Monday, October 20, 2008

Sarah's Key

by Tatiana de Rosnay
Read October 2008

This was another that I picked up from the stack of prepublication books in the break room at the library.

The cover is what first attracted to this book. This isn't the kind of book I would normally pick up. Historical fiction about the Holocaust. But the plot was interesting enough that it drew me in.

Sarah hides her little brother in a hidden closet when the French police come to her family's apartment in Paris in order to round up all Jews. Because her parents have never told her about Nazis or any of the events happening in Europe at the time, Sarah has no reason to think that she won't come back to let her little brother out of the closet. She keeps the key in her pocket.

Needless to say, neither she nor her parents returned to the apartment.

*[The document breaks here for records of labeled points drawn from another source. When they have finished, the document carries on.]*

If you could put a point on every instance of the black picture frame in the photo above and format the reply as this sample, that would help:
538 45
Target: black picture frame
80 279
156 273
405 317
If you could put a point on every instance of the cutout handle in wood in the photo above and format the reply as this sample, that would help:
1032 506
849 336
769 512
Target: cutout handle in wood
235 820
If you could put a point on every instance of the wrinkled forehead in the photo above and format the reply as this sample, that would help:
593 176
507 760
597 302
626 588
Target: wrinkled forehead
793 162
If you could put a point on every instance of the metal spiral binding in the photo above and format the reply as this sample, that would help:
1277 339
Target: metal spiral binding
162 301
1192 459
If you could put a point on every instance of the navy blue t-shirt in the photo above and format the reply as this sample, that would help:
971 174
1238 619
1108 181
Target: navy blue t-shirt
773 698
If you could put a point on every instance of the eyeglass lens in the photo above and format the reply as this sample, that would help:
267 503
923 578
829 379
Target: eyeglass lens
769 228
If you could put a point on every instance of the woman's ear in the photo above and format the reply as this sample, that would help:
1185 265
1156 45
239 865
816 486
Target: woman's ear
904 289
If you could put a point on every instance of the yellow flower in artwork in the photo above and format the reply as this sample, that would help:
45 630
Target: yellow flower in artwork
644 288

They ended up in camps - her father in one and she and her mother in another. Sarah escapes and tries to make her way back to the apartment to release the little boy.

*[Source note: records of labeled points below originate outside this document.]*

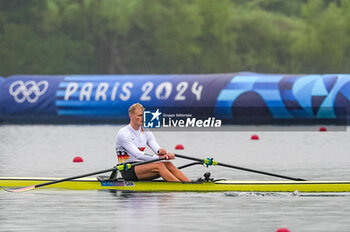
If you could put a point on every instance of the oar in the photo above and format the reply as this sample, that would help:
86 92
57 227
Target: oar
212 162
119 167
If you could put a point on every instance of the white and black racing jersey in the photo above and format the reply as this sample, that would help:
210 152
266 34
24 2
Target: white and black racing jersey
131 144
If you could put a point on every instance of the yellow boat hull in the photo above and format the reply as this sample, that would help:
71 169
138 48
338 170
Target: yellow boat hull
159 186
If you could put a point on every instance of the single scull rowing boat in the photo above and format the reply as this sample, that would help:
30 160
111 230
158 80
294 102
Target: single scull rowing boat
92 183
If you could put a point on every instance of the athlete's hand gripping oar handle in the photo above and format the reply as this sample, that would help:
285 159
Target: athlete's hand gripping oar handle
212 162
119 167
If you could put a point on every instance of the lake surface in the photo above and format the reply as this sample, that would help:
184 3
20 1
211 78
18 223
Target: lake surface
48 150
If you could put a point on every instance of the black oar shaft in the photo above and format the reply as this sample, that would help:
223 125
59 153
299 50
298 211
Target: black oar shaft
241 168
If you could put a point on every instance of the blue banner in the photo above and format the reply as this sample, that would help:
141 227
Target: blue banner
29 96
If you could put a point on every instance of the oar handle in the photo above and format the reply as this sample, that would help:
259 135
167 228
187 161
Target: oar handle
240 168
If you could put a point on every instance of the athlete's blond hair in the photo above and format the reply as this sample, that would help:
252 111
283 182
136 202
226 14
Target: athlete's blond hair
135 106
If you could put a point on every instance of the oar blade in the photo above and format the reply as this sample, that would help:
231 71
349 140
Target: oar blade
22 189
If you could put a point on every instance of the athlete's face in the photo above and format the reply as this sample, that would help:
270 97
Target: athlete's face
137 117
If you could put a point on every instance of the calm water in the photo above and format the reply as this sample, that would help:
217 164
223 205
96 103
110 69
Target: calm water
47 150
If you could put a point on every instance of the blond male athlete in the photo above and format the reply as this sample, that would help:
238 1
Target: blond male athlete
131 141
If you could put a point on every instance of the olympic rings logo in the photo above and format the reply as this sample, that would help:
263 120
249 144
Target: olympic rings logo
30 91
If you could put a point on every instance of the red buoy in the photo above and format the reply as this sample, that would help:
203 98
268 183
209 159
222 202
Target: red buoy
179 147
78 159
282 230
254 137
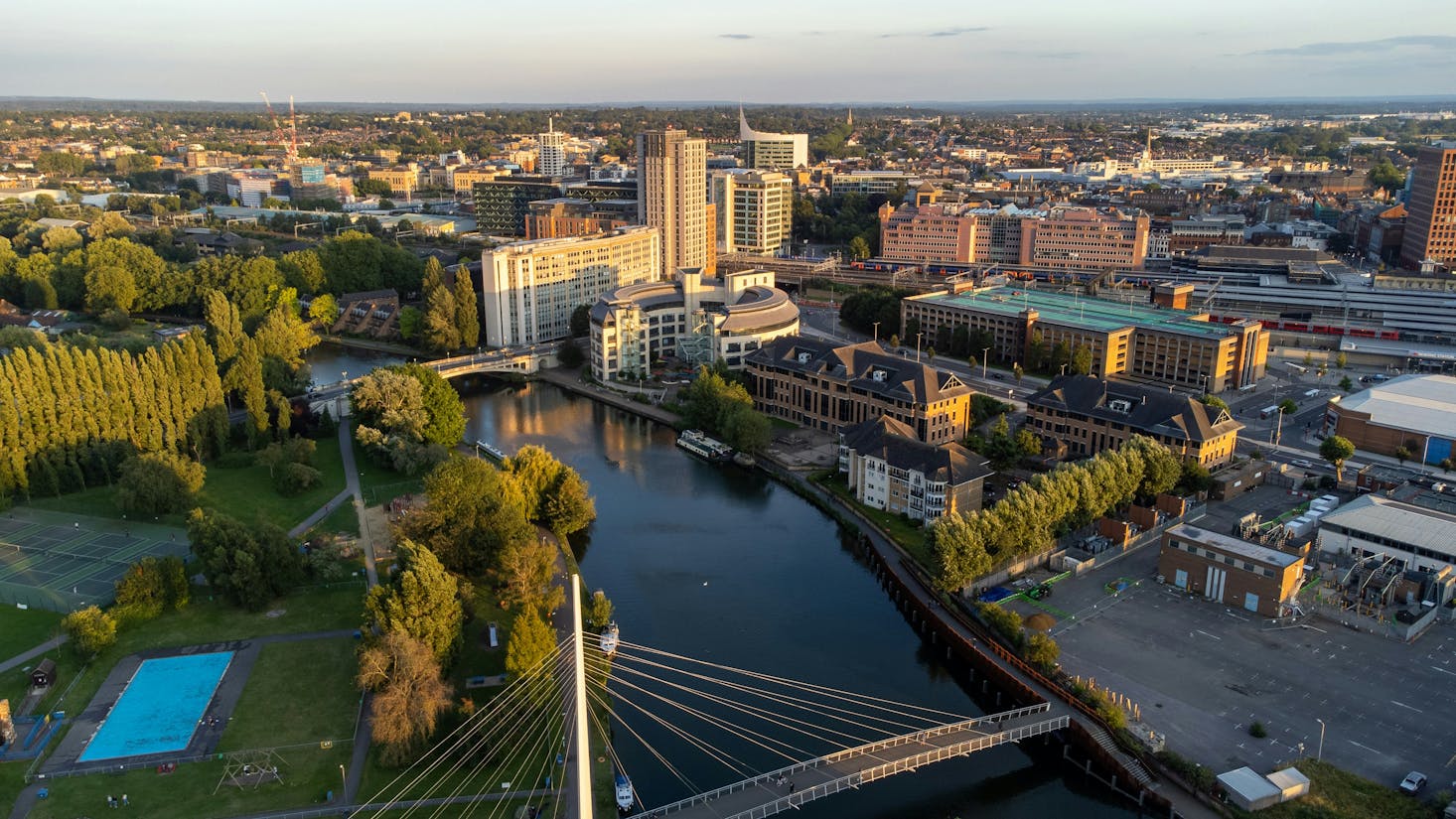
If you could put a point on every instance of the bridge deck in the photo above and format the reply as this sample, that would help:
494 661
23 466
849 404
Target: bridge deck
763 796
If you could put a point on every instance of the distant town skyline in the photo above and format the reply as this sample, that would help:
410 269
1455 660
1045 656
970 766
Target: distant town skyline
762 53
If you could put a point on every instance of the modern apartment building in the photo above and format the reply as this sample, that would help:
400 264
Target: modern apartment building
1136 341
753 211
815 383
530 288
927 233
1091 415
565 215
1085 239
1430 224
696 319
890 469
550 153
673 196
772 152
503 204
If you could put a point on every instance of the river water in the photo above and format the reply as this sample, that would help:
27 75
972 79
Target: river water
728 566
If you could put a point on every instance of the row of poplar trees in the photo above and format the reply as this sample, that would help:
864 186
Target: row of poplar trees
71 416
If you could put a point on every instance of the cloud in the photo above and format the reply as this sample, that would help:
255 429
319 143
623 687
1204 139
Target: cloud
1360 46
955 31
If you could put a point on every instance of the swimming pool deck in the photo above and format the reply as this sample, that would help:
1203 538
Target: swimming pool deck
66 759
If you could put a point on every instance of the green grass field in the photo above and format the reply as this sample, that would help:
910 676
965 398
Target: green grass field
245 493
187 793
25 628
283 707
1341 794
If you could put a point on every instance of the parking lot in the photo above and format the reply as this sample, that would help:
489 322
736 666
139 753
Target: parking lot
1205 672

The book alternates between Sarah's time and present day when Julia, an American living in Paris with her child and husband Bertrand. Bertrand's family lived in the apartment that used to belong to Sarah's family. Julia tries to understand how the roundup of Jews by the French Police could ever have happened and why no one seems to care about it any more. She slowly unravels the mystery of Sarah along the way.

Very very good. I read this a second time for Dunbar's Reading Extravaganza. The Extravaganza discussion was one of the best ones I've had.